• Email
  • Share:

JFK in context

Like most commemorated events other than wars, the importance of the JFK assasination tends to be overstated. Unless one believes that Kennedy would have pulled the U.S. out of the Vietnam War that he, the quintessential cold warrior, plunged us into and vowed to win, or that he would have found a way to win it before the death count got out of hand, American history would likely have played itself out pretty much the same way it did, assasination or not.

Kennedy’s charisma would not have prevented the floodgate-opening known as the Sixties. In fact, it was insufficient to advance his legislative agenda, which had stalled almost completely in 1963.

Would it have been sufficient, say, to prevent Blacks from rioting in cities across America? Of course not.

The Great Man theory of history should never be discounted entirely. But Kennedy was not a Great Man.

To be sure, he cut a fine figure. This impressed many, especially among the Washington press corps. But it also led to widespread ridicule, albeit fairly light-hearted. Comedian Vaughn Meader’s famous record album, which Kennedy admitted annoyed him, provides a sense of this.

At the time of the assasination, Kennedy’s approval rating was close to 60 percent. Not bad, but hardly unprecedented, even among presidents who are now widely regareded as flops.

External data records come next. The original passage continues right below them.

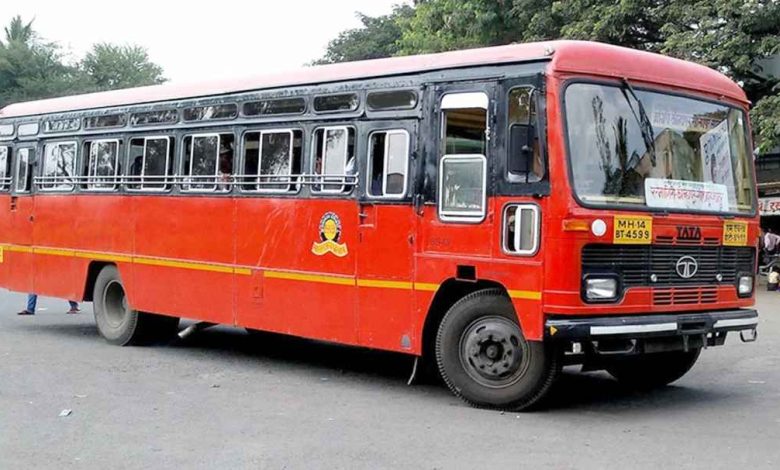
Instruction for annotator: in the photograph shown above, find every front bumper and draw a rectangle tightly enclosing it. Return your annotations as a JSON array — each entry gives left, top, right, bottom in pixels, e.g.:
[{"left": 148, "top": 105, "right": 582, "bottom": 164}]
[{"left": 545, "top": 309, "right": 758, "bottom": 341}]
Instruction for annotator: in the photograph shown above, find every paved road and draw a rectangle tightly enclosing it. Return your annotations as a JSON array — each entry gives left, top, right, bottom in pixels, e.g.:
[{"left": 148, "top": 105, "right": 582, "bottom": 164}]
[{"left": 0, "top": 291, "right": 780, "bottom": 469}]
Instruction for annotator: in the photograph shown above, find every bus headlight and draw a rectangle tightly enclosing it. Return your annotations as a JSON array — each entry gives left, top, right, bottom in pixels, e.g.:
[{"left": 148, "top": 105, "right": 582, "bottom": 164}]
[
  {"left": 585, "top": 277, "right": 617, "bottom": 300},
  {"left": 737, "top": 276, "right": 753, "bottom": 296}
]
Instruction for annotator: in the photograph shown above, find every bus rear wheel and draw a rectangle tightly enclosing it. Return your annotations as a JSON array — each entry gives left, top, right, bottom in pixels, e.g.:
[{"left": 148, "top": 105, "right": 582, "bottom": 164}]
[
  {"left": 607, "top": 348, "right": 701, "bottom": 390},
  {"left": 92, "top": 266, "right": 179, "bottom": 346},
  {"left": 436, "top": 289, "right": 560, "bottom": 410}
]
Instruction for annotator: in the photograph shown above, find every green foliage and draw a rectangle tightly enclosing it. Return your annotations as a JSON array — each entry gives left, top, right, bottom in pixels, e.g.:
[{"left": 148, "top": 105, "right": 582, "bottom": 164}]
[
  {"left": 322, "top": 0, "right": 780, "bottom": 150},
  {"left": 0, "top": 16, "right": 164, "bottom": 107},
  {"left": 81, "top": 43, "right": 165, "bottom": 90}
]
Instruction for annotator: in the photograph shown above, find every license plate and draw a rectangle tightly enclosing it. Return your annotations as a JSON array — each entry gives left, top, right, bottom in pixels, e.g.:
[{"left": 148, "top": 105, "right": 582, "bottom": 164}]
[
  {"left": 612, "top": 215, "right": 653, "bottom": 245},
  {"left": 723, "top": 222, "right": 747, "bottom": 246}
]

Popular as he was, Kennedy’s reelection prospects were not entirely sunny. Republicans had shown strength in key industrial states, having won gubernatorial races in New York, Pennsylvania, Ohio, and Michigan. Three of these governors — Nelson Rockefeller, Bill Scranton, and George Romney — were considered possible presidential challengers of some strength.

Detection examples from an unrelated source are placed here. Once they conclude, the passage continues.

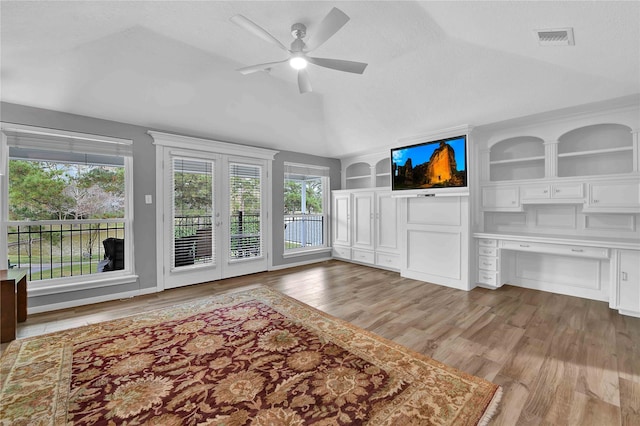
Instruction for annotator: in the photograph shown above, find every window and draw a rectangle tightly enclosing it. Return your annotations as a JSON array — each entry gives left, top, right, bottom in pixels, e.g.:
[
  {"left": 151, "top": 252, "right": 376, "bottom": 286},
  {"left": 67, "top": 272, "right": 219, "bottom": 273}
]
[
  {"left": 0, "top": 124, "right": 133, "bottom": 288},
  {"left": 284, "top": 163, "right": 329, "bottom": 254}
]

Moreover, Kennedy had become unpopular in the South, presumably in large part due to having proposed landmark civil legislation. Indeed, he was in Texas on November 22, 1963 mainly to shore up support in that vital state.

Kennedy expected a close election in 1964. It is clear, however, that he would have defeated Barry Goldwater, who turned out to be the Republican nominee.

Let’s remember, though, that second presidential terms almost never go as well as first terms.

It is said that the Kennedy assasination ended American innocence. This is true in a sense. But that innocence was already threatened on many fronts. It requires an overly sentimental gaze to believe that Kennedy could have held off those threats for long.